🤖 AI Summary
This work addresses the computational inefficiency in continuous space-time video super-resolution caused by dense pixel queries. The authors propose an efficient framework based on 2D Gaussian splatting that supports arbitrary spatial and temporal upscaling factors. By modeling motion implicitly to drive the spatiotemporal evolution of Gaussian kernels, the method circumvents conventional grid-based sampling. Key innovations include a lightweight intermediate fitting strategy, an optical flow-guided motion module, a covariance-aware resampling alignment mechanism, and an adaptive offset windowing scheme, collectively enhancing both efficiency and robustness.
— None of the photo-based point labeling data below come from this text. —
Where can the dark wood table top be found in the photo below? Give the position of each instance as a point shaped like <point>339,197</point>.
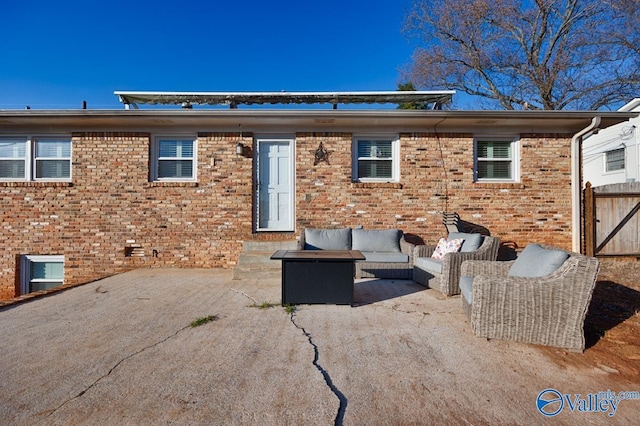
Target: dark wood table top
<point>328,255</point>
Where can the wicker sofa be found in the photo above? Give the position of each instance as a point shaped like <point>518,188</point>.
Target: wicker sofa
<point>444,274</point>
<point>542,297</point>
<point>387,253</point>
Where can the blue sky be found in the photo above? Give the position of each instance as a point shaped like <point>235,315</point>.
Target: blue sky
<point>55,54</point>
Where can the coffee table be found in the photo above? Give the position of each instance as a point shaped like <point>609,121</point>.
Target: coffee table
<point>317,276</point>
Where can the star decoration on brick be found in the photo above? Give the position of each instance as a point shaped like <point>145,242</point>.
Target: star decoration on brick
<point>321,154</point>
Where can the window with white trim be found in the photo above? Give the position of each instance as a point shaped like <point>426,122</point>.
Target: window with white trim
<point>41,272</point>
<point>174,159</point>
<point>35,159</point>
<point>614,160</point>
<point>376,159</point>
<point>496,160</point>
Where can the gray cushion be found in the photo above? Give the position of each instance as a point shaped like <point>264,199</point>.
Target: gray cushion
<point>327,239</point>
<point>429,264</point>
<point>472,242</point>
<point>386,240</point>
<point>466,288</point>
<point>386,257</point>
<point>536,261</point>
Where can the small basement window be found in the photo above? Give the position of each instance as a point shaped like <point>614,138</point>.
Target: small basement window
<point>40,272</point>
<point>615,160</point>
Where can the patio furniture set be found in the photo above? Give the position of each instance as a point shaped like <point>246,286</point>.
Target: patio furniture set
<point>541,297</point>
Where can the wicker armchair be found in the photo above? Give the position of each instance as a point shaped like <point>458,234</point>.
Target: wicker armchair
<point>548,310</point>
<point>446,281</point>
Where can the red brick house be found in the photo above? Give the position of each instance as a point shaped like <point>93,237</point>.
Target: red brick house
<point>92,193</point>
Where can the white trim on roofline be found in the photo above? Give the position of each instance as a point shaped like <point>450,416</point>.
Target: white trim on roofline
<point>187,99</point>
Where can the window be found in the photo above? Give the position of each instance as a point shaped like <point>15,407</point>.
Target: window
<point>376,159</point>
<point>174,159</point>
<point>615,160</point>
<point>37,158</point>
<point>496,160</point>
<point>41,273</point>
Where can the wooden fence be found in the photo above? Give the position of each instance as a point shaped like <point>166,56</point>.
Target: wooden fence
<point>611,220</point>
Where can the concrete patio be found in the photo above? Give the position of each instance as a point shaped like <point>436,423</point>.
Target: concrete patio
<point>121,351</point>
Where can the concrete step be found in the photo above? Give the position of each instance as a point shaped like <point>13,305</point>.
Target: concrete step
<point>248,246</point>
<point>244,272</point>
<point>255,259</point>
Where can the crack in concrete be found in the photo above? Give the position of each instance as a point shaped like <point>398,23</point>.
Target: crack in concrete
<point>246,295</point>
<point>114,367</point>
<point>327,378</point>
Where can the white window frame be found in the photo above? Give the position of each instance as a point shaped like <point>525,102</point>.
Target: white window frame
<point>395,157</point>
<point>607,169</point>
<point>31,161</point>
<point>25,270</point>
<point>155,154</point>
<point>514,160</point>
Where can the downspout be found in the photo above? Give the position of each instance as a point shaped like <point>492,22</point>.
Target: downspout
<point>576,183</point>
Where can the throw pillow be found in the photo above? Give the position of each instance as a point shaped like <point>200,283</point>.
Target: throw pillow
<point>536,261</point>
<point>447,246</point>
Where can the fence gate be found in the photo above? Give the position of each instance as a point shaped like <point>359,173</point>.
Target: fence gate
<point>612,220</point>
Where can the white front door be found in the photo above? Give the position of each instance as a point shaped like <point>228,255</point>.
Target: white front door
<point>274,189</point>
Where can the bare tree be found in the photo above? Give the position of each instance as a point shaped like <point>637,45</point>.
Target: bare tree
<point>541,54</point>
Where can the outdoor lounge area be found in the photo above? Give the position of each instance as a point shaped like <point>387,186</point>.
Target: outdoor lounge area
<point>541,297</point>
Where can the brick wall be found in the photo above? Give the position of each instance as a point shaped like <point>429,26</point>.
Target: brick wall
<point>203,224</point>
<point>436,176</point>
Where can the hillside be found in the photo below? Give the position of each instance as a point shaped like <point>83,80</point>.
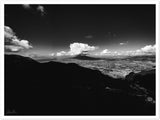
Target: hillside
<point>53,88</point>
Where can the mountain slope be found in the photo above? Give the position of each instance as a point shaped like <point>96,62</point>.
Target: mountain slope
<point>53,88</point>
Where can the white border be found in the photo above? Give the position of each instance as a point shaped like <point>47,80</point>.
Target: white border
<point>2,2</point>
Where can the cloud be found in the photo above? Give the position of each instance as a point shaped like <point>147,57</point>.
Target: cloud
<point>89,36</point>
<point>77,48</point>
<point>40,8</point>
<point>26,6</point>
<point>105,51</point>
<point>146,50</point>
<point>123,43</point>
<point>13,43</point>
<point>61,53</point>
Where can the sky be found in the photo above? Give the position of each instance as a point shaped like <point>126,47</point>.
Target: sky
<point>67,29</point>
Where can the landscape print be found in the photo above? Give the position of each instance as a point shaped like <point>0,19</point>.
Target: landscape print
<point>80,59</point>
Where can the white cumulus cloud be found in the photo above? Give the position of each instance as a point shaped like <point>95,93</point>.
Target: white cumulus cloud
<point>13,43</point>
<point>61,53</point>
<point>40,8</point>
<point>77,48</point>
<point>26,6</point>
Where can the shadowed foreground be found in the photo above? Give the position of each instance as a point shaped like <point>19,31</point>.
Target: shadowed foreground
<point>53,88</point>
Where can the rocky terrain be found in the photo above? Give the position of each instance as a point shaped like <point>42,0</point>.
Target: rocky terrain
<point>56,88</point>
<point>114,67</point>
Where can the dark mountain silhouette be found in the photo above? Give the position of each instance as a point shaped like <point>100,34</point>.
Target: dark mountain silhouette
<point>83,56</point>
<point>53,88</point>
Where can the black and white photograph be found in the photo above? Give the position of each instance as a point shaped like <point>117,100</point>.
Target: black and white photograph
<point>80,59</point>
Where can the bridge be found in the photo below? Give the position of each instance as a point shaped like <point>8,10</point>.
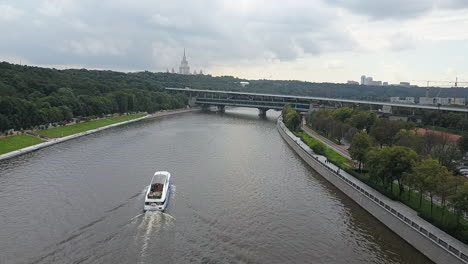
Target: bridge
<point>264,102</point>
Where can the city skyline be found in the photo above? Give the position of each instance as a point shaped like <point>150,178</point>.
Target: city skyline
<point>319,41</point>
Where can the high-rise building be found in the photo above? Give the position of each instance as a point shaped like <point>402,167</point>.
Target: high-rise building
<point>184,68</point>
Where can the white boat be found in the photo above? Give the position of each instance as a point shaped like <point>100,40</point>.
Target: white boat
<point>157,195</point>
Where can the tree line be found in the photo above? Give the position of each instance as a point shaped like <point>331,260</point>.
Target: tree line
<point>396,159</point>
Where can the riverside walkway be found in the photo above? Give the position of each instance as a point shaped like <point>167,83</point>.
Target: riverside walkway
<point>398,217</point>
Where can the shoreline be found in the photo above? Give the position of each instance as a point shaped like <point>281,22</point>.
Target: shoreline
<point>54,141</point>
<point>434,243</point>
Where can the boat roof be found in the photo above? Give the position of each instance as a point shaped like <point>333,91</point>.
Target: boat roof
<point>160,177</point>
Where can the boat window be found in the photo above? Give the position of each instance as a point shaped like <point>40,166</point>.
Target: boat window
<point>160,178</point>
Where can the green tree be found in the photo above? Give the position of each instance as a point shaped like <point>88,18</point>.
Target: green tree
<point>463,143</point>
<point>460,201</point>
<point>360,146</point>
<point>362,120</point>
<point>292,119</point>
<point>342,114</point>
<point>392,163</point>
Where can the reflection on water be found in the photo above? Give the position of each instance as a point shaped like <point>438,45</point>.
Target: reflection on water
<point>242,196</point>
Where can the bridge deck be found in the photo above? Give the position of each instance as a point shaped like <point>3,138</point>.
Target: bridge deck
<point>310,99</point>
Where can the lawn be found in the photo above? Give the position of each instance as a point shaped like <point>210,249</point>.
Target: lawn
<point>17,142</point>
<point>85,126</point>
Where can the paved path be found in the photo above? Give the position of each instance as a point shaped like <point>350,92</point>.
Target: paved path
<point>398,206</point>
<point>337,148</point>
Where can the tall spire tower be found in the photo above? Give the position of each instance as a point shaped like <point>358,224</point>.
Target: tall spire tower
<point>184,68</point>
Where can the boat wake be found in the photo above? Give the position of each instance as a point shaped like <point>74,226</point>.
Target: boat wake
<point>152,234</point>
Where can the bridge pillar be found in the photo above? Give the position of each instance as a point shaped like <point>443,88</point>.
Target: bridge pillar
<point>311,107</point>
<point>192,101</point>
<point>262,111</point>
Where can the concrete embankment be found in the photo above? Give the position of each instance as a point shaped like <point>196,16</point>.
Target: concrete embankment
<point>428,239</point>
<point>62,139</point>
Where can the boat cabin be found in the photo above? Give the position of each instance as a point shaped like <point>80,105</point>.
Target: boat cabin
<point>157,186</point>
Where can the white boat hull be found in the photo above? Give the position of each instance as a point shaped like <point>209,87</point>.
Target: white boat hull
<point>155,207</point>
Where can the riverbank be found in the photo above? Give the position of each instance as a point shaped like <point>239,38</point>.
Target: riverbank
<point>67,130</point>
<point>428,239</point>
<point>54,141</point>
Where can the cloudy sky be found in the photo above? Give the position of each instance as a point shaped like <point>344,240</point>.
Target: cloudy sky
<point>314,40</point>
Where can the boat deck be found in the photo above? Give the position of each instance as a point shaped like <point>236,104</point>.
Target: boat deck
<point>156,191</point>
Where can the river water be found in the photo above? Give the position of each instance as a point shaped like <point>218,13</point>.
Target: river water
<point>240,195</point>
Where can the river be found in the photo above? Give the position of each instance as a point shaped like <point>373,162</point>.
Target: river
<point>240,195</point>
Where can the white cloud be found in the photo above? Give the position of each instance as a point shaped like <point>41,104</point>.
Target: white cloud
<point>94,47</point>
<point>55,8</point>
<point>9,13</point>
<point>335,39</point>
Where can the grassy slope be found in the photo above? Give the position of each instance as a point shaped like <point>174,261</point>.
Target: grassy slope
<point>85,126</point>
<point>331,155</point>
<point>17,142</point>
The approach achieves state-of-the-art performance on Vid4, GoPro, and Adobe240 benchmarks, with near-constant inference time across standard scales and over 3× speedup at extreme upscaling factors (e.g., ×32).
📝 Abstract
Continuous Spatio-Temporal Video Super-Resolution (C-STVSR) aims to simultaneously enhance the spatial resolution and frame rate of videos by arbitrary scale factors, offering greater flexibility than fixed-scale methods that are constrained by predefined upsampling ratios. In recent years, methods based on Implicit Neural Representations (INR) have made significant progress in C-STVSR by learning continuous mappings from spatio-temporal coordinates to pixel values. However, these methods fundamentally rely on dense pixel-wise grid queries, causing computational cost to scale linearly with the number of interpolated frames and severely limiting inference efficiency. We propose GS-STVSR, an ultra-efficient C-STVSR framework based on 2D Gaussian Splatting (2D-GS) that drives the spatiotemporal evolution of Gaussian kernels through continuous motion modeling, bypassing dense grid queries entirely. We exploit the strong temporal stability of covariance parameters for lightweight intermediate fitting, design an optical flow-guided motion module to derive Gaussian position and color at arbitrary time steps, introduce a Covariance resampling alignment module to prevent covariance drift, and propose an adaptive offset window for large-scale motion. Extensive experiments on Vid4, GoPro, and Adobe240 show that GS-STVSR achieves state-of-the-art quality across all benchmarks. Moreover, its inference time remains nearly constant at conventional temporal scales (X2--X8) and delivers over X3 speedup at extreme scales X32, demonstrating strong practical applicability.